I’m disgusted at the reactions of people who are even in the industry. “Well, every game is just a copy of another game.” No. That’s bullshit. Back in the 1980s, the genre du jour was platforming games where you jumped on an enemy to kill them. In the 1990s, everyone came out with a 2D fighter. Today, it’s first-person shooters. But that’s homage and just adjusting to market trends. No one in the 1980s took the code base of Super Mario Bros. and changed the colours to make it look original, and this is what Zynga and a few other companies are trying to do.
The bigger problem to me is that no one cares. Zynga is flaunting copyright law because the companies they’re going after are too small to fight back. NimbleBit has three employees; Zynga probably has ten times more VPs than that. Of course, when the tables are turned, Zynga will unleash litigation hell, as Vostu found out. It’s a simple matter of Zynga being the big bully on the block and picking on kids who can’t punch back.
Zynga’s share price has dropped since their IPO, but no one—shareholders, analysts, customers—cares about copyright infringement outside of the bottom line. The price is dropping because of Zynga’s low free-to-paid conversion and a lack of new customers coming in. It has nothing to do with copyright infringement, and won’t, unless Zynga has to make a massive payment to someone that affects. As for players, they’re so casual they barely know there’s an industry. They don’t care where their Facebook games come from so long as it distracts them from that person in the next cubicle who plays music too loud.

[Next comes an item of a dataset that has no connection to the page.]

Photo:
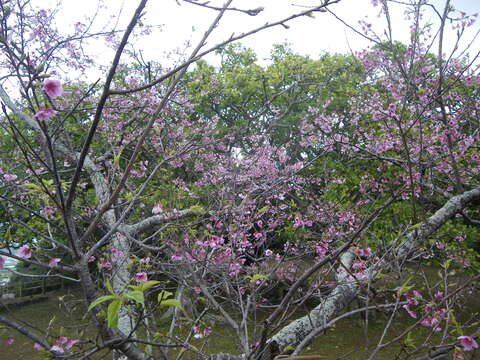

Zynga is an awful company, and Mark Pincus is a terrible human being, but ultimately, those details don’t matter. We’re talking in a wind tunnel here. The way to attack such an innovation-stifling mindset is to attack it at its source: by turning this kind of willful infringement into the kind of PR disaster that SOPA and PIPA were. Until we get everyday users on board to actually look at what they play, companies like Zynga will laugh all the way to the bank.